経済評論家の森永卓郎氏が2025年1月29日,がんで亡くなった。67歳だった。筆者より1歳若い。「年収300万円時代を生き抜く経済学」という書籍を2005年に出版し,当時はかなり批判をされたようだが,それから20年後,現実になったと評価されている。
ここ数年は,家庭菜園で野菜を作ったりしていたようだが,それ以前は趣味のミニチュアカーのコレクションで,それらを飾るために新たに家を作るなど,高額所得者であったと思われる。おそらく,年収3000万円に至っていただろう。がんの治療のための月々の出費は120万円だったという。亡くなる4日前まで,オンラインでのラジオ出演をしたという。すごいのか,恐ろしいのか,訳がわからなくなる。
森永氏が出演していたテレビ番組で,TBSの「がっちりマンデー!!」がある。毎回,オススメの商品を紹介していた。いつもうさん臭く思ってきた。
評論家というのは,後出しジャンケンである。事前にあることを予言したとしても,それが当たれば持てはやされるし,当たらなくてもだれも取り上げない。一発当てれば 有名人となれる。
2025/1/29に,埼玉県八潮市の国道で,陥没事故が起きた。残念ながら,現時点では穴に落ちたトラックに乗っていた乗務員の方は助かっていない。捜索,救出するプロセスが,今一つのんびりしていたようにも見えた。しかし,消防署の必死の対応が逆効果になったのか,別の場所で陥没が進み,さらに2つの穴の間も崩落して,直径20m,深さ15mという大きな穴になってしまった。そのことを,ある防災評論家が「初動が間違っていた」「広域防災チームに委託すべきだった」などと,後出しジャンケンで批判した。目の前で被害者が苦しんでいるのに,別の部隊が到着するまで待つことなどできない。評論家は,正直大嫌いである。
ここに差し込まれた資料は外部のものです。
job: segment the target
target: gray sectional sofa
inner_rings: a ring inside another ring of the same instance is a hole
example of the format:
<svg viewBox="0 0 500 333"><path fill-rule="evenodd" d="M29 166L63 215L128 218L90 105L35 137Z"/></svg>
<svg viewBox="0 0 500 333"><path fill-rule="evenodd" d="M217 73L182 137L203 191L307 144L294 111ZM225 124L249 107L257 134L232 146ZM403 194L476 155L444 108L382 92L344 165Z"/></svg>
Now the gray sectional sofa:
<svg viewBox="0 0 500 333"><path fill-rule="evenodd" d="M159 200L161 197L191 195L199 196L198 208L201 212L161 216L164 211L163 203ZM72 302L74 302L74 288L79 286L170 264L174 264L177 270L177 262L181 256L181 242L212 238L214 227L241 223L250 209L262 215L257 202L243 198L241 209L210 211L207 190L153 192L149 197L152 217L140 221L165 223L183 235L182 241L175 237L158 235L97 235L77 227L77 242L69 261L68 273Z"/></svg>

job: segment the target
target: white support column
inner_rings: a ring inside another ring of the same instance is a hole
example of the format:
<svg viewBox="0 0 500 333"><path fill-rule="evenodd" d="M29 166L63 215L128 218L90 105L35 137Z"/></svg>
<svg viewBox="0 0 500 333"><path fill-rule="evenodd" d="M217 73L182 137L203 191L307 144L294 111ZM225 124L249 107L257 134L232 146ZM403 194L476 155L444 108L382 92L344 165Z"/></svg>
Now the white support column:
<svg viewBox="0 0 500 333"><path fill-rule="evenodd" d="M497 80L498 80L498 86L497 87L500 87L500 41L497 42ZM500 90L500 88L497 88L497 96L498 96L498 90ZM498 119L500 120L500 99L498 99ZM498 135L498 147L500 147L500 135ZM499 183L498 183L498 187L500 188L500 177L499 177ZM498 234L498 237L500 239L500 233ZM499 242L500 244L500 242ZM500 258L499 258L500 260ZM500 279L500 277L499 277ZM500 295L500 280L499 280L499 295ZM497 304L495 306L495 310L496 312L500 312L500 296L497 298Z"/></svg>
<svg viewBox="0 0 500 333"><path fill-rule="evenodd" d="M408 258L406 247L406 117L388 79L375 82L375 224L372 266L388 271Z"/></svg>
同じく,「専門家」と称してテレビでコメントをするのが,大体がシンクタンクの人間である。「〇〇経済研究所シニアアナリスト」といった肩書で登場するが,テレビに向かっては当たり障りのない答えしかしない。こんなこと,素人でもわかるコメントである。話を聞こうとするテレビ局側も,分析能力がないのかと思いたい。
亡くなった方には申し訳ないが,なぜこんな世の中になったのか,それをあなたは防ぐことはできなかったのか,自分だけ優雅に過ごせたからいいのか,と言わせてもらいたい。結局,おそらくウクライナ紛争やガザ紛争も,大地震も,航空機事故も,何も予測できなかったのではないか。そういう危険なイベントを想定しての分析でなくて,何の意味があろうか。
筆者はとにかくマネーゲームが嫌いである。コツコツ働き,不足するならその分,余分に働いて稼ぎ,その日をしのいでいく。〇〇を買って大儲けしただの,宝くじで一発当てただの,成功した結果を後分析して語るのは簡単である。ならば,がんぐらい克服しろよ,と言いたくなるのである。一般庶民には,毎月100万円を超える治療費など,出せないのである。
残念ながら,筆者の人生もハッピーエンドにはなりそうにない。おそらく次は自分たちが大自然災害に巻き込まれることになるだろうし,その前に東側諸国からの攻撃を受けて日本が滅びるかもしれない。地球温暖化で食糧やエネルギーが枯渇するかもしれない。正直,今打つ手がなくなりつつある。次の世代に何を残せたのか,今から残せるものはあるのか,行動で示す段階にあるだろう。